Details have emerged about a currently patched vulnerability in Azure Service Fabric Explorer (SFX) that could lead to unauthenticated remote code execution.
This issue, tracked as CVE-2023-23383 (CVSS score: 8.2), was dubbed “Super FabriXss” by Orca Security after the defect in FabriXss fixed by Microsoft (CVE-2022-35829, CVSS score: 6.2). named. October 2022.
“The Super FabriXss vulnerability allows remote attackers to exploit XSS vulnerabilities to remotely execute code in containers hosted on Service Fabric nodes without the need for authentication,” says a security researcher. author Lidor Ben Shitrit said in a report shared with The Hacker News.
XSS is a type of client-side code injection attack that allows malicious scripts to be uploaded to trusted websites. The script is then executed every time the victim visits the compromised website, leading to unintended consequences.
Both FabriXss and Super FabriXss are XSS flaws, but Super FabriXss has more serious implications in that it can be weaponized to execute code and take control of a susceptible system. .
Associated with each node in the cluster from the user interface[イベント]The Super FabriXss in the tab is also a reflected XSS flaw. This means the script is embedded in the link and only triggered when the link is clicked.
“This attack is based on the Service Fabric platform.[Events]in the tab[Cluster Type Toggle]Option to allow an attacker to overwrite an existing Compose deployment by triggering an upgrade with a specially crafted URL from an XSS vulnerability,” explains Ben Shitrit.
“By controlling a legitimate application in this way, attackers can use it as a platform to launch further attacks or gain access to sensitive data and resources.”
According to Orca, this vulnerability affects Azure Service Fabric Explorer versions 9.1.1436.9590 and earlier.

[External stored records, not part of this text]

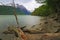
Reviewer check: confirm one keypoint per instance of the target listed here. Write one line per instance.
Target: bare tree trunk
(23, 36)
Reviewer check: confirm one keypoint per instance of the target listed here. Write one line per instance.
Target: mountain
(9, 10)
(22, 8)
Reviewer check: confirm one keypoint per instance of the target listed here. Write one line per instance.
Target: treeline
(49, 7)
(9, 10)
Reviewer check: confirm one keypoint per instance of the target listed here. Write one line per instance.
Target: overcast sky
(29, 4)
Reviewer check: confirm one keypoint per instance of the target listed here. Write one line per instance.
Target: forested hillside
(8, 10)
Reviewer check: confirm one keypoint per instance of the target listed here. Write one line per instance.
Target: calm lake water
(24, 20)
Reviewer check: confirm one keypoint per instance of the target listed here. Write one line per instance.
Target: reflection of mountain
(22, 8)
(8, 10)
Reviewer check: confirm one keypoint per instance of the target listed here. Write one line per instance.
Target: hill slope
(22, 8)
(8, 10)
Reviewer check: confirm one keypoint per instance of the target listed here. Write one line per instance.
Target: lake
(24, 20)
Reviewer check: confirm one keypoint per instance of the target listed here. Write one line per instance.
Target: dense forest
(49, 7)
(8, 10)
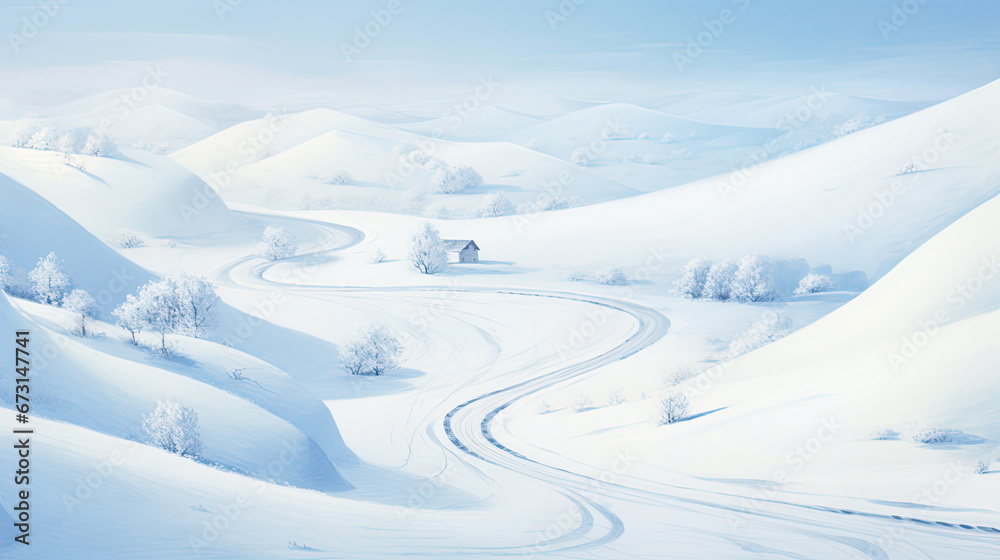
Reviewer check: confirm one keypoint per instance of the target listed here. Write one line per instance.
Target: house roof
(459, 244)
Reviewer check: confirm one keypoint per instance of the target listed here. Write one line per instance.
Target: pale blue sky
(263, 49)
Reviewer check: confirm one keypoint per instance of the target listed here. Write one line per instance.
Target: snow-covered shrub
(883, 434)
(858, 122)
(127, 238)
(339, 177)
(616, 397)
(370, 350)
(934, 434)
(771, 327)
(173, 427)
(181, 304)
(4, 273)
(680, 375)
(79, 301)
(276, 243)
(611, 275)
(46, 138)
(376, 256)
(753, 279)
(130, 316)
(691, 284)
(673, 408)
(581, 156)
(20, 135)
(719, 280)
(814, 284)
(427, 253)
(581, 402)
(495, 204)
(449, 180)
(48, 279)
(99, 145)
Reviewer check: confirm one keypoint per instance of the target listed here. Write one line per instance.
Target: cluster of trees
(427, 253)
(173, 427)
(84, 141)
(495, 205)
(448, 180)
(276, 243)
(178, 304)
(751, 279)
(370, 350)
(52, 286)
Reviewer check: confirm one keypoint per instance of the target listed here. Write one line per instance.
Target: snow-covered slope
(141, 191)
(31, 227)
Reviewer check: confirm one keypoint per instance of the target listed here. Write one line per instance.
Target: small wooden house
(465, 250)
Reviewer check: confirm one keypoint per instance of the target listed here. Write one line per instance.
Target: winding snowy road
(627, 517)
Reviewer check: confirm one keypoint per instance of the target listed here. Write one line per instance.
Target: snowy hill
(91, 264)
(141, 191)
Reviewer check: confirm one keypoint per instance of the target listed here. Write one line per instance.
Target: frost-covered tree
(79, 301)
(449, 180)
(611, 275)
(49, 281)
(173, 427)
(673, 408)
(339, 177)
(495, 204)
(46, 138)
(20, 135)
(753, 279)
(276, 243)
(719, 280)
(181, 304)
(370, 350)
(196, 299)
(427, 253)
(130, 316)
(814, 284)
(771, 327)
(581, 156)
(376, 256)
(691, 284)
(4, 273)
(99, 145)
(127, 238)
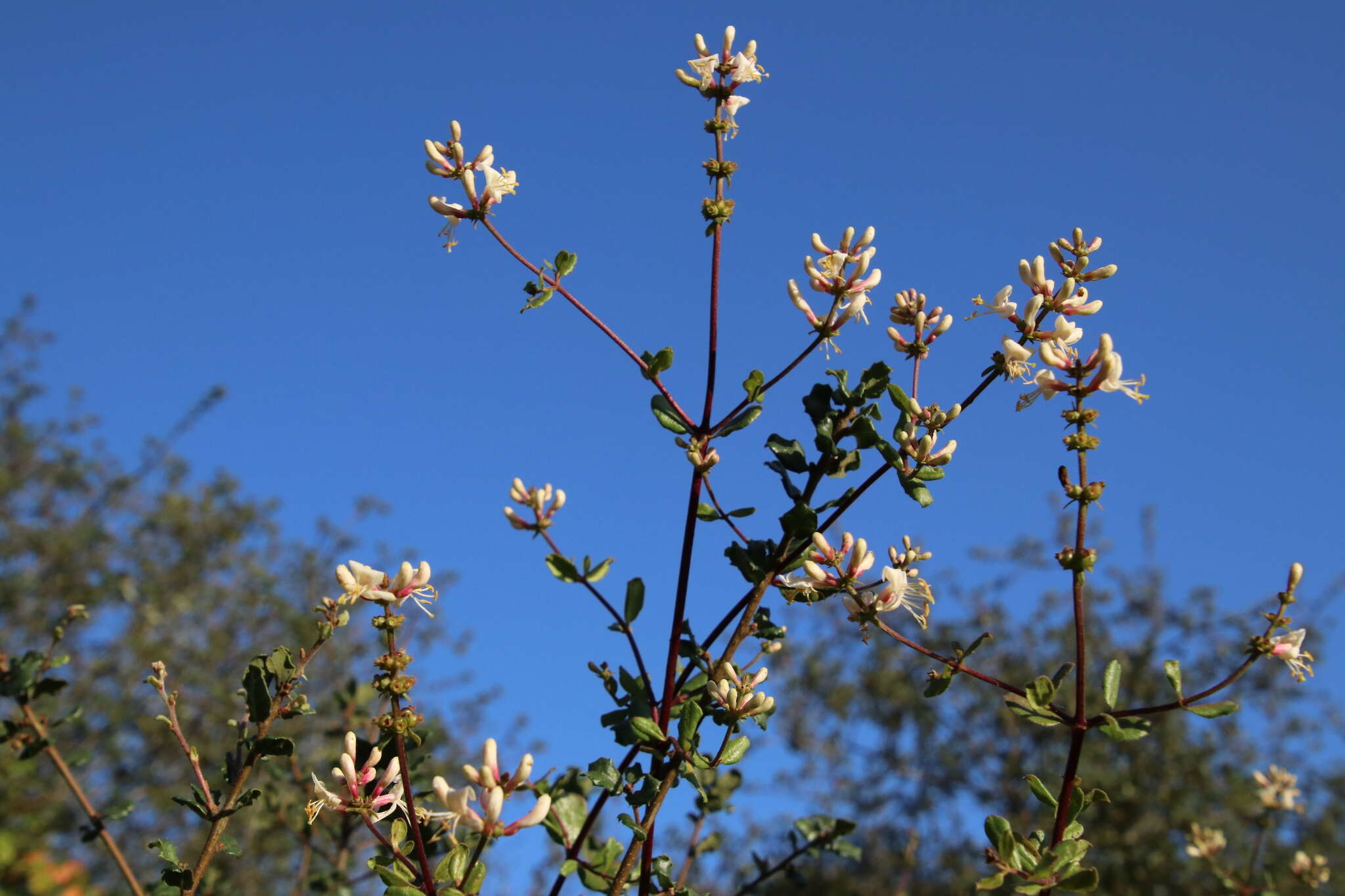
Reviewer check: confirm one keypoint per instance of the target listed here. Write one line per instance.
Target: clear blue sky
(234, 194)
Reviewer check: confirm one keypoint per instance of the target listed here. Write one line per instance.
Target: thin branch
(95, 819)
(771, 382)
(722, 515)
(592, 317)
(621, 621)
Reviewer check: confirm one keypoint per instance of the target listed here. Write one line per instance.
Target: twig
(95, 819)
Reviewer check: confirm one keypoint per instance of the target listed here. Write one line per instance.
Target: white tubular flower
(731, 108)
(998, 305)
(1066, 332)
(704, 68)
(1289, 648)
(350, 797)
(797, 586)
(896, 593)
(1017, 366)
(1047, 387)
(359, 581)
(744, 69)
(1109, 379)
(413, 582)
(499, 184)
(1278, 789)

Microsoft has since addressed it as part of his March 2023 Patch Monthly update, with the tech giant describing it as a spoofing vulnerability.
“While the vulnerability resides in the web client, malicious scripts executed in the victim’s browser translate into actions executed in the (remote) cluster,” Microsoft said in the advisory. “The victim user would have to click on her saved XSS payload that was injected by the attacker.”

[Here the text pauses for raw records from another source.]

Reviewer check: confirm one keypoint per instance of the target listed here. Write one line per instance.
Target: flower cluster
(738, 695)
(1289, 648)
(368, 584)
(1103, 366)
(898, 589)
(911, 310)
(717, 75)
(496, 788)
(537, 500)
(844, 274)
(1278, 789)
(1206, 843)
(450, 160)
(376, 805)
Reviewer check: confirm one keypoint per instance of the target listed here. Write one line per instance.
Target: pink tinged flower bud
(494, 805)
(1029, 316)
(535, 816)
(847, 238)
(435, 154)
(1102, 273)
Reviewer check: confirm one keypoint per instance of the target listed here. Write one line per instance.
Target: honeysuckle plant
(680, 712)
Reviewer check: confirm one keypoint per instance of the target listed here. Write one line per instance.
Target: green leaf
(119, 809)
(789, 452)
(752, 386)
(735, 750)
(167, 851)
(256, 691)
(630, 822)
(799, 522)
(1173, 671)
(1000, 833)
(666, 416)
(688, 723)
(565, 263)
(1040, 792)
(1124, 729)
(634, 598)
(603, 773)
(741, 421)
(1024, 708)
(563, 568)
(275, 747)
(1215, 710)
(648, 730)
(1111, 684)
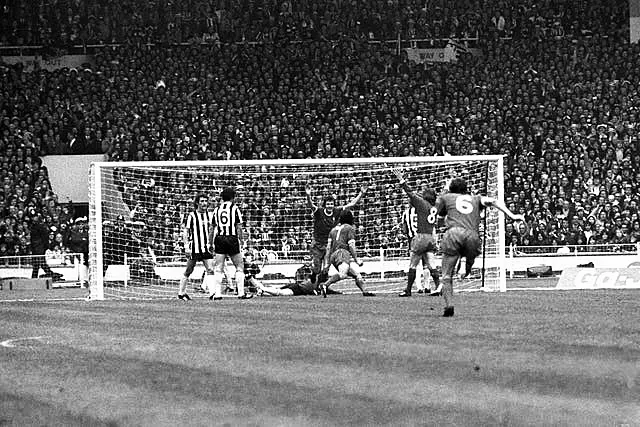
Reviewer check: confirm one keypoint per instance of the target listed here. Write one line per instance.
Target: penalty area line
(10, 342)
(42, 300)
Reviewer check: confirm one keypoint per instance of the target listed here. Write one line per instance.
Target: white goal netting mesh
(137, 211)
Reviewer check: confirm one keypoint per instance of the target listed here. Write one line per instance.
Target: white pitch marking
(9, 343)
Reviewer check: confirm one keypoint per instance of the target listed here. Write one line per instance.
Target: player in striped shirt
(196, 243)
(423, 244)
(341, 253)
(462, 238)
(226, 239)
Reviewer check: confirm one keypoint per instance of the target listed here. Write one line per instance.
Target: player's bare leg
(208, 271)
(468, 266)
(354, 271)
(215, 282)
(448, 269)
(182, 288)
(411, 275)
(334, 278)
(428, 261)
(238, 263)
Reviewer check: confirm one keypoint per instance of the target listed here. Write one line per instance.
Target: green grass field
(516, 358)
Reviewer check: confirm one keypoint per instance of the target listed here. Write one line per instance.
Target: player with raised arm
(462, 238)
(342, 254)
(423, 244)
(195, 235)
(225, 240)
(325, 217)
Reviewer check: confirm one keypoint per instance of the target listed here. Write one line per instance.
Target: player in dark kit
(342, 254)
(225, 239)
(324, 219)
(196, 238)
(423, 244)
(462, 239)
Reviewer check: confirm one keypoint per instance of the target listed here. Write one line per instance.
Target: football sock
(435, 276)
(411, 277)
(240, 282)
(183, 285)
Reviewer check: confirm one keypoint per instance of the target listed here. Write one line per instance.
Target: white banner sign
(32, 62)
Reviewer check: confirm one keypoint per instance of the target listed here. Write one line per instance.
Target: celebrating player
(462, 239)
(225, 239)
(324, 219)
(196, 237)
(341, 253)
(423, 244)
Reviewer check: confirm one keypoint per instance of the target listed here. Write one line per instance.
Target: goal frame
(96, 215)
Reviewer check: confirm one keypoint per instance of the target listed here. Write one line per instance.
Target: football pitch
(514, 358)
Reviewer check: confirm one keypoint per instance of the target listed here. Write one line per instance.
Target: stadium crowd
(563, 109)
(63, 23)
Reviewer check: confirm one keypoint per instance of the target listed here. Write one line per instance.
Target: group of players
(214, 236)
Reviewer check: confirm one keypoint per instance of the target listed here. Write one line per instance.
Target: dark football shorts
(201, 256)
(317, 252)
(340, 256)
(227, 245)
(460, 241)
(422, 243)
(300, 288)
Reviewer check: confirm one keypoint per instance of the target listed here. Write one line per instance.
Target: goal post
(137, 209)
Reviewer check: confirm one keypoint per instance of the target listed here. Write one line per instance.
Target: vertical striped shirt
(225, 218)
(198, 229)
(410, 221)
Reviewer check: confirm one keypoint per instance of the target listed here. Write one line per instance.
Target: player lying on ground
(423, 243)
(462, 238)
(341, 253)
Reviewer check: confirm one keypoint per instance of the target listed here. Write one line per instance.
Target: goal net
(137, 210)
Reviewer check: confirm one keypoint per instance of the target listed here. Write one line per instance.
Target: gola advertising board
(599, 278)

Become an Incident Response Pro!
Unlocking the Secrets of Bulletproof Incident Response – Master the 6-step process with Asaf Perlman, IR Lead at Cynet!

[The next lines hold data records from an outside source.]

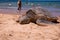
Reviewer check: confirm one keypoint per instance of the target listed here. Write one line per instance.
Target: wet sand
(11, 30)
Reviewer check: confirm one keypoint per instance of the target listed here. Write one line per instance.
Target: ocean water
(53, 7)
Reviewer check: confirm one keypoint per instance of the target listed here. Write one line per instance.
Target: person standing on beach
(19, 5)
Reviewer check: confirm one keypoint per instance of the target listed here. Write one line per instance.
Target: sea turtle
(42, 16)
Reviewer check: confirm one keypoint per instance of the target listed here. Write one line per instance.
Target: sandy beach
(11, 30)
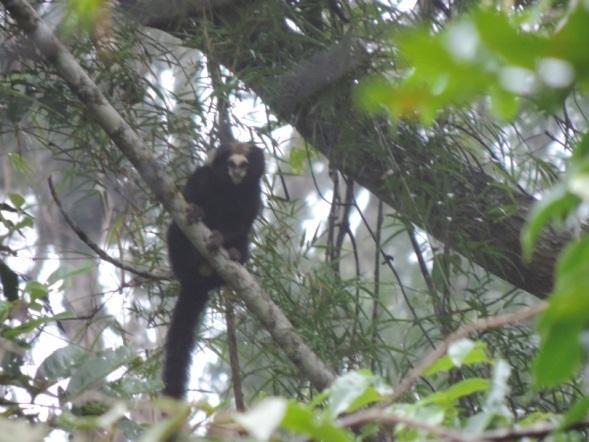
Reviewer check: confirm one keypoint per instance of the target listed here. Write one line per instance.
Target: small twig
(101, 253)
(441, 349)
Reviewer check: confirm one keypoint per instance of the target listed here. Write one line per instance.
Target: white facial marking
(237, 167)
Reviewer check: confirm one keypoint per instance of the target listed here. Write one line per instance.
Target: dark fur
(229, 209)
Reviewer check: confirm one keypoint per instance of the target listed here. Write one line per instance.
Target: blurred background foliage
(501, 86)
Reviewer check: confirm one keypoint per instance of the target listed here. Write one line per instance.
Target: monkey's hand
(194, 213)
(234, 254)
(215, 241)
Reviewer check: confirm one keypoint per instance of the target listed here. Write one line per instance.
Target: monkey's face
(237, 165)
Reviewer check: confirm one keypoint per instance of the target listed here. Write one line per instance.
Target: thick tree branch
(236, 276)
(460, 204)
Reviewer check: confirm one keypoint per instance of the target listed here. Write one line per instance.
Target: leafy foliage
(360, 284)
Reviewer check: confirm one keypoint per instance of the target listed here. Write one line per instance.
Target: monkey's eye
(240, 166)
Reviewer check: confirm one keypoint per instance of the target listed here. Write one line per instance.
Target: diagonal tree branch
(236, 276)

Don’t miss it – secure your seat!
The disclosure follows NetSPI’s disclosure of a privilege escalation flaw in Azure Function Apps that allows users with “read-only” privileges to access sensitive information and execute commands.
It also follows the discovery of an Azure Active Directory misconfiguration that exposed numerous applications to unauthorized access, including the content management system (CMS) that powers Bing.com.
Wiz, a cloud security company codenamed BingBang for the attack, could be weaponized to falsify Bing search results or, worse, perform XSS attacks against users. said.